Abstract Introduction The Veterans Health Administration (VA) is one of the largest integrated healthcare systems in the United States. Key risk factors for obstructive sleep apnea (OSA) include aging, weight, and male gender, all of which are highly prevalent in the VA population and help to explain the higher rates of OSA in the VA. The Pulmonary Sleep Program at the VA San Diego Healthcare System (VASDHS) started a patient database over twenty years ago for its home sleep apnea testing (HSAT) program.

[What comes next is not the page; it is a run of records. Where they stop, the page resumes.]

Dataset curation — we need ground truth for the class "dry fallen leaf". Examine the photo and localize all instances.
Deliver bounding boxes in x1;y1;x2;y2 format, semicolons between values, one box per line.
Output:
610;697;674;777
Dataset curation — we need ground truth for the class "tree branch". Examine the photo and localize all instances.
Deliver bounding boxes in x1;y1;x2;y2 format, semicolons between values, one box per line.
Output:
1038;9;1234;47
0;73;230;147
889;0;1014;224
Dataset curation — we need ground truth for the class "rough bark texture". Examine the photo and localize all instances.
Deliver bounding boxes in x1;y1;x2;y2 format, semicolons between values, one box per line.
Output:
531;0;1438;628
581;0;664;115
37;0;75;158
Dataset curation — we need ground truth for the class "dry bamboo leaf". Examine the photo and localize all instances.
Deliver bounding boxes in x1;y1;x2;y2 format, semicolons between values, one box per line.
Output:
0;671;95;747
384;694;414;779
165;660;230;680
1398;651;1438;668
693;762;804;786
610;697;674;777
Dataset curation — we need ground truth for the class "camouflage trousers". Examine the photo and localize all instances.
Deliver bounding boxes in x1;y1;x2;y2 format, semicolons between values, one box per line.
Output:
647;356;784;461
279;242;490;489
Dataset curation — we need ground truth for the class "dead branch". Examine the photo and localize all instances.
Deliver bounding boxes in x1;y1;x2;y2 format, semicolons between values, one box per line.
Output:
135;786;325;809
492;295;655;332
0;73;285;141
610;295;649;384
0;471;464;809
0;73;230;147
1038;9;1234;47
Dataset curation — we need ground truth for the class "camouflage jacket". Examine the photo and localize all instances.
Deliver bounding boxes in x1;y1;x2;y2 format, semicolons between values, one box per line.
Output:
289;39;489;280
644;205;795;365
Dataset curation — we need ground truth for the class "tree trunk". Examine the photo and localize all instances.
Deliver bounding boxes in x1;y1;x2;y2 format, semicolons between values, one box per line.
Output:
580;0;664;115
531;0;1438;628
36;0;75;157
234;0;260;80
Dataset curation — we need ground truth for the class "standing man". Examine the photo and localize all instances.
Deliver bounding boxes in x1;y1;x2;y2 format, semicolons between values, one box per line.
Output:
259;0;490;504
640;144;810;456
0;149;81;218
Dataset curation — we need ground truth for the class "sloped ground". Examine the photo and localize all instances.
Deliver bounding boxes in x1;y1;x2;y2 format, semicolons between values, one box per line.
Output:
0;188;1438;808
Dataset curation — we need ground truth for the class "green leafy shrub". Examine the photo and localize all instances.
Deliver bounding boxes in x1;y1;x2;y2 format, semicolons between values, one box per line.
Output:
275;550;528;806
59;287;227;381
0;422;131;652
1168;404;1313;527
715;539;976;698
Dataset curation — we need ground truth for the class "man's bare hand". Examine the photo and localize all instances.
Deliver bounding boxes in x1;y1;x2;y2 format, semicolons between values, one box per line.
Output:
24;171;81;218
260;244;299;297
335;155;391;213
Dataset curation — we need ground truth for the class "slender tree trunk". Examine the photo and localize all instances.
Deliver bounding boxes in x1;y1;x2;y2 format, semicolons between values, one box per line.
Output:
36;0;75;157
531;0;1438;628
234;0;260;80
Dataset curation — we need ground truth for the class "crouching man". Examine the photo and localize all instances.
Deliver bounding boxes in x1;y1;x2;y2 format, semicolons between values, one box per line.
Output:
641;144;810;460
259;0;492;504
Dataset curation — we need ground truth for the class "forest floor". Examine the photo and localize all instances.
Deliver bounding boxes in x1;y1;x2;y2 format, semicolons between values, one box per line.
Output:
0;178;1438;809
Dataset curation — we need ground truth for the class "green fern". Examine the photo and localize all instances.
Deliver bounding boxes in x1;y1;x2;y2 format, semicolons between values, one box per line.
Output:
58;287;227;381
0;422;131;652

An analysis of ten years of diagnostic HSAT data was reported on over 12,500 patients in 2014. This analysis focuses on an update on the last four years and a comparison to 2014. Methods A retrospective review of the local clinical database of HSAT diagnostic testing was conducted. The database contained 8,928 sleep studies from 2018 to 2022. Invalid studies were removed. Only initial diagnostic studies were included. Results Of the 8,928 diagnostic studies, 2,564 tested negative for OSA (28.7%). Of the 6,364 positive cases, 43.3% were mild, 28.8% were moderate, and 27.9% were severe. The percentages of each OSA severity level were stable across these years (mild: 42%-45%; moderate: 27%-32%; and severe: 26%-29%). The mean AHI did not significantly change from 2018 (24.1+/-20.6) to 2022 (25.1+/-21.2) (overall mean 24.4+/-20.3; range: 5-140). Conclusion Based on this extensive retrospective review of diagnostic testing at a single, high-volume HSAT program, it appears that OSA severity levels have stabilized over these past five years, with the highest percentage of mild OSA cases (~43%) followed by moderate (~29%) and severe (~28%). Our facility saw a significant decrease in severe cases (60% to 30%) and increase in mild OSA (7% to 35%) from 2004 to 2013. Today, over 4 out of every 10 new OSA diagnoses are mild, which has significant treatment implications given that adherence to the two primary medical device options is suboptimal. Identifying patient-centered treatment options for these patients is a priority. Support (if any) VA RR&D D2651-R and the Sleep Medicine Section of the VA San Diego Healthcare System supported this project.